Im Juni 2025 lagen Schulbücher 3,8 % über dem Vorjahr, im Juli 2023 waren es 5,3 %. Papierprodukte erreichten im Juli 2023 mit +13,6 % ihren Höhepunkt. Schreib- und Zeichenmaterial stieg im Juni 2025 um 1,7 %.

Sind Schulsachen also insgesamt teurer als andere Waren?

Nicht mehr durchgehend. Im Juni 2026 lag nur das Schreib- und Zeichenmaterial über der Gesamtinflation (+1,2 Prozentpunkte). Schulbücher lagen exakt auf Höhe der Inflation, Papierwaren 2,6 Prozentpunkte darunter.

Warum sind Papierprodukte 2023 so stark gestiegen?

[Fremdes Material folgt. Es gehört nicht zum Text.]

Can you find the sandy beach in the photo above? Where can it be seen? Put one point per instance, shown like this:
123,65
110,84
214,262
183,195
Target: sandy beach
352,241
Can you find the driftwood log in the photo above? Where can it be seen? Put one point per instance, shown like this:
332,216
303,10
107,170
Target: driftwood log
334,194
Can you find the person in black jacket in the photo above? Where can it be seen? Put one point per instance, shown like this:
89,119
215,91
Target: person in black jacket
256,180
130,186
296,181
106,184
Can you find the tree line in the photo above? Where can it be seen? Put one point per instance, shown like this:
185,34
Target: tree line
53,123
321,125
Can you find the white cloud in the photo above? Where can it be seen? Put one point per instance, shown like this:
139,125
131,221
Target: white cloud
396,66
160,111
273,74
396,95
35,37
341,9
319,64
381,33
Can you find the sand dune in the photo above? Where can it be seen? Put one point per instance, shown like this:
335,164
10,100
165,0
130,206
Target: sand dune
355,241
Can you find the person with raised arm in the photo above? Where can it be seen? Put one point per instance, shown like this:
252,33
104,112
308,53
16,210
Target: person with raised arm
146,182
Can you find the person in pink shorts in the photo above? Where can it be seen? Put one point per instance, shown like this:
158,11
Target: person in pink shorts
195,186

Die Preise für Papier und Zellstoff waren infolge stark gestiegener Energiekosten in die Höhe geschossen. Der Verbraucherpreisindex zeigt diesen Effekt mit +13,6 % im Juli 2023. Inzwischen hat sich der Sondereffekt zurückgebildet.

Was kostet ein Schuljahr den Staat?

Für jede Schülerin und jeden Schüler an öffentlichen Schulen gaben Bund, Länder und Gemeinden 2024 im Durchschnitt 10.500 Euro aus. Das umfasst Personal, Sachaufwand und Investitionen.

Woher stammen die Daten?

Aus dem Verbraucherpreisindex des Statistischen Bundesamtes. Die Werte für Juni 2026 wurden am 14. Juli 2026 in der Reihe Zahl der Woche veröffentlicht.